The Affrilachian Artist Project
Through an array of fragments, a pattern revealed itself. The Affrilachian Poets were the WORD, the Carolina Chocolate Drops were the SONG; yet sustained attention has not been given to the visual artists who create the OBJECTS and IMAGES of the people and the places evoked by similar life experiences. A third harvest should flourish in this fertile soil.
As Cochran mentions in on the project’s Kickstarter page, The Affrilachian Artist Project adds to “recent efforts celebrating the history of Appalachia [that] reveal the fact that the region’s inhabitants are as diverse as its terrain.” Organizations such as Appalshop and The Hillville have expanded our understanding of this landscape; below, Cochran offers the four misconceptions about Appalachia illuminated in Jeff Biggers’ book The United States of Appalachia:
Biggers identifies four paradoxical images that have persisted about the region.
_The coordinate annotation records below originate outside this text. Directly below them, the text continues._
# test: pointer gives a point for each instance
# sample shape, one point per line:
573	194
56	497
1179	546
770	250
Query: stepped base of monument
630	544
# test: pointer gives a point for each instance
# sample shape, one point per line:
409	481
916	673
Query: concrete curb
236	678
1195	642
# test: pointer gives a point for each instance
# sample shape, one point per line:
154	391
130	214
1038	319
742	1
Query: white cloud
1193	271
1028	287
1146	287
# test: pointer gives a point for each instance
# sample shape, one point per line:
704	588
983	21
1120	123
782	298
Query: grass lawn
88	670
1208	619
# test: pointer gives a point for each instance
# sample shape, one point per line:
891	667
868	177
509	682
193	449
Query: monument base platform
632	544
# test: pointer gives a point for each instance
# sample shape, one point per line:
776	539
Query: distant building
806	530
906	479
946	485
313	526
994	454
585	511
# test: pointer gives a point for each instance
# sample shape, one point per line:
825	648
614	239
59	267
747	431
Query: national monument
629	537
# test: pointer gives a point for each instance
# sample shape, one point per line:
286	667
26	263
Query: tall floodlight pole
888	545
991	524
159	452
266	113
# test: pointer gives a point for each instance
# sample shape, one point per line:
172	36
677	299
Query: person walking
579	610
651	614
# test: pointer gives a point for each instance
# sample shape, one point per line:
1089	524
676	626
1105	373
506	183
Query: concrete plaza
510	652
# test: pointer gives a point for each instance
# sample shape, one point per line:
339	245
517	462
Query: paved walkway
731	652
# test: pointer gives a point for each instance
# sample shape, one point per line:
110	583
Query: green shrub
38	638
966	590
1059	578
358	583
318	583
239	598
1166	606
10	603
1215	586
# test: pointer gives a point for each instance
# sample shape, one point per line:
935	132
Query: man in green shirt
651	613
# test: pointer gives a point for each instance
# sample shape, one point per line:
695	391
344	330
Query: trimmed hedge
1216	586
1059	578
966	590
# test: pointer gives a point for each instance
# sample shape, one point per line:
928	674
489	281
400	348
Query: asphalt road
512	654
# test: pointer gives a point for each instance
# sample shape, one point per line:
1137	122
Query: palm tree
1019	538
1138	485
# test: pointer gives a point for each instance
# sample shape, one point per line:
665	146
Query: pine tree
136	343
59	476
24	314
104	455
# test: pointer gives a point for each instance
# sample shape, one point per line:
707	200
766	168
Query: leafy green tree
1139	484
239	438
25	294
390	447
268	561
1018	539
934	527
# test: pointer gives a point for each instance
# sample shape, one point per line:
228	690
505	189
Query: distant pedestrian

The pristine Appalachia, though it is touted a vacationer’s playground according to slick promotional brochures, it is a battleground of fierce clashes between environmentalists and commercial interests over timber, coal and a number of natural resources; Anglo-Saxon Appalachia, once defined by Merriam-Webster’s Collegiate Dictionary as mountain region of “white natives,” despite its role as a crossroads of indigenous cultures as well as vast immigrant and African American migrations for centuries; backwater Appalachia, a “strange land of peculiar people” caricatured in thousands of popular culture formats from comic books to feature films, though the region has produced some of the most important thinkers and creators in the nation (including African Americans like Carter G. Woodson who established the first official celebration of Black History, Booker T. Washington, Bessie Smith, Nina Simone, Bill Withers, Nikki Giovanni and Henry Louis Gates to name a few) and pitiful Appalachia, the poster region of rural poverty, regardless of the tremendous revenue generated by its mineral resources, timber and labor force in the mines, mills and factories, and today’s tourist industry.